死の森を抜けて
取材旅行おわり!素晴らしい旅行でした。
昔の俺ならどうだったかな。
森を走りながら俺は考える。
異世界に来る前の俺なら諦めていたかもしれない。投げ出したかもしれない。
……過去のことなんてどうでもいい。
あったかもしれないことを考えても仕方ない。
頑張る自分に酔ってる暇はないんだ。
足を止めることはできない。
後ろから迫って来るのは数千の虫の群れだ。空飛び迫って来るやつらはその全長は俺より大きい。

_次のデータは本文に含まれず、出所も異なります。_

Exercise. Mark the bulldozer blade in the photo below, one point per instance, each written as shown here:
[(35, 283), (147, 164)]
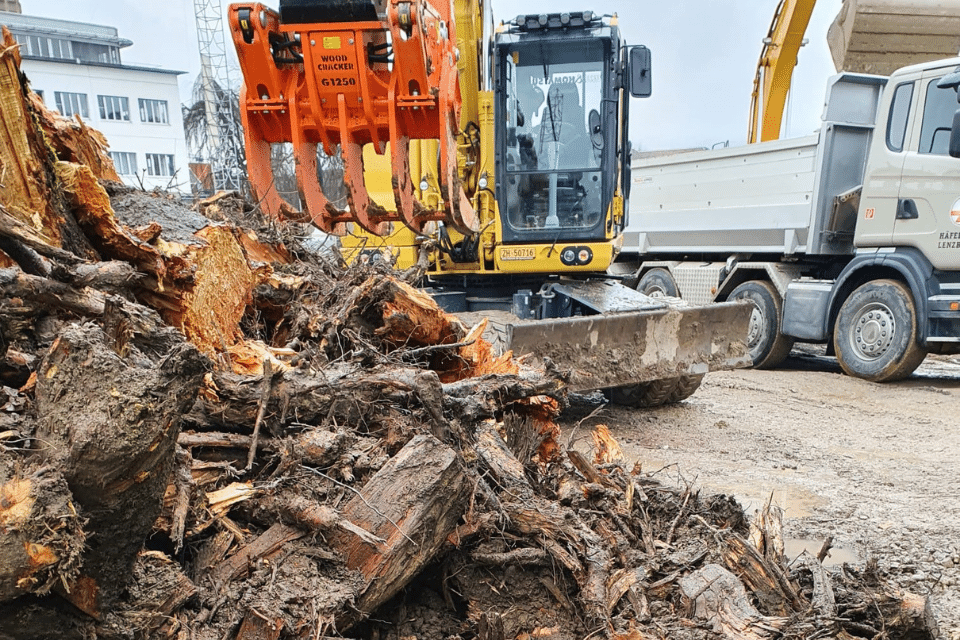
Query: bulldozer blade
[(617, 349)]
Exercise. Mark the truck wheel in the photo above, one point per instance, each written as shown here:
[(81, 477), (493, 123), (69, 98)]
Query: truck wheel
[(658, 283), (876, 332), (768, 347), (655, 393)]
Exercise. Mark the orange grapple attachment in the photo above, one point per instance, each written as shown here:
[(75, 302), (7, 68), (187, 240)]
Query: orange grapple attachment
[(312, 81)]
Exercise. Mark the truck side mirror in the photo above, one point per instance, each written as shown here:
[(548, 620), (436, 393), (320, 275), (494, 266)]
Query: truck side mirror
[(955, 136), (952, 81), (641, 83)]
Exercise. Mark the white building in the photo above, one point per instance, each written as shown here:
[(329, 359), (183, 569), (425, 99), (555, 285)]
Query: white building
[(76, 69)]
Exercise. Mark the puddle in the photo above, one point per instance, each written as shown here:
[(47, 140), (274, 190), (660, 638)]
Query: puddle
[(793, 547), (795, 502)]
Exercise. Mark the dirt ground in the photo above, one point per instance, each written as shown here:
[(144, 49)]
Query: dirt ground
[(877, 467)]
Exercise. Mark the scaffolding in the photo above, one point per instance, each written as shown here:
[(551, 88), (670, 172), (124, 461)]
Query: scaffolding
[(219, 142)]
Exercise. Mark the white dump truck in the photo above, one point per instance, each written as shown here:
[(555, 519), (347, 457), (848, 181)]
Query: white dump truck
[(849, 237)]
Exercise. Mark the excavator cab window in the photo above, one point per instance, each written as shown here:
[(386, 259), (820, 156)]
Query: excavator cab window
[(553, 94)]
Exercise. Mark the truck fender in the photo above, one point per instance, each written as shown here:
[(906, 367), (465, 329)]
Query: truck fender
[(777, 273), (904, 263)]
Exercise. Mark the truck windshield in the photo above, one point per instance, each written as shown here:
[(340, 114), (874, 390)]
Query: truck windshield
[(552, 163)]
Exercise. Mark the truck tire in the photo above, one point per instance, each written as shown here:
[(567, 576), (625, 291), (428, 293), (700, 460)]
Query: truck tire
[(658, 283), (876, 332), (655, 393), (768, 347)]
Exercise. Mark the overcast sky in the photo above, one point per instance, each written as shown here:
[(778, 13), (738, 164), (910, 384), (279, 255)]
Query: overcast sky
[(704, 54)]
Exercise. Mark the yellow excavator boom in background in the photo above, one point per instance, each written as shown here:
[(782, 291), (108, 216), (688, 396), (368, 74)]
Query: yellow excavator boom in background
[(867, 36)]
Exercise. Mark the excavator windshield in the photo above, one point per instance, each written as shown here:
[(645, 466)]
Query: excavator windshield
[(553, 142)]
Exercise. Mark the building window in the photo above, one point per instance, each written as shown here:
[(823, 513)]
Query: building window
[(125, 163), (159, 164), (154, 111), (69, 104), (114, 108), (44, 47)]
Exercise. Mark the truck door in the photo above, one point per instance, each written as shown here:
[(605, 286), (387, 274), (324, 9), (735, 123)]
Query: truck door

大きな顎をガチガチと鳴らす虫の群れ。重低音の羽音は何千と重なりまるで波の様だ。
俺は接近してきた1匹の虫を即座に斬り伏せた。見た目ほど硬くないのが救いか…
が、少し油断した。
足元から虫が現れたのだ。牙が俺の足を掠めた。
「くっ……」
バランスを崩すと両目の時の様にいかない。地面に手をつけなんとかバランスを立て直す。
目に追えない……
敵の数が多過ぎるのだ。そして不規則。人間の筋肉の動きとは違う動き。そして3次元の攻撃。
俺は咄嗟に近づく三匹にピストル弾を浴びせ射ち倒すとまた駆け出した。
昔ならば1匹1発だった。しかし、今はうまく遠近感がつかめない。慣れが必要だ。
なるほど修行だ。
しかしこれでは……
「ひぃ!死ぬものかぁ!」
俺は必死に走り続けた。
「なんでわざわざこんなとこまで?」
リミエラは擦り傷と泥と木の葉まみれの俺を見て首を傾げていた。
まぁ、無理もないな。
「俺の銃……あ、いや、持ち物!持ち物を返してくれないか?」
するとリミエラはなるほどと頷いた。
そして棚から俺のアサルトライフルを持ってきた。
「これね!いや、これはちょうどいいものでね。気の練習にはもってこいなんだよ!」
「それ、何か知ってるのか?」
「まぁね」
笑って言うが何故彼女が銃を知っている?
何かある…俺はそう感じた。
「さぁ帰るよ!また森を通ってね!」
リミエラは俺の肩を叩く。
……マジかよ。
再びリグガルスさんのところに戻って来るころには夜になっていた。
夕方の森は徐々に暗くなっていき正直怖かった。虫もいるしな。
「なかなかやるね!思った以上だよ!」
リミエラが褒めてくれた。
ありがとよ。
「じゃあ今から『気』の訓練をするよ!」
ま、マジかよ。今全力で森を抜けて来たとこだぞ…力なんて残ってるわけ……
彼女にそんな言葉は通じなかった。
俺の地獄の様な修行ははじまったのだ。
命に感謝を!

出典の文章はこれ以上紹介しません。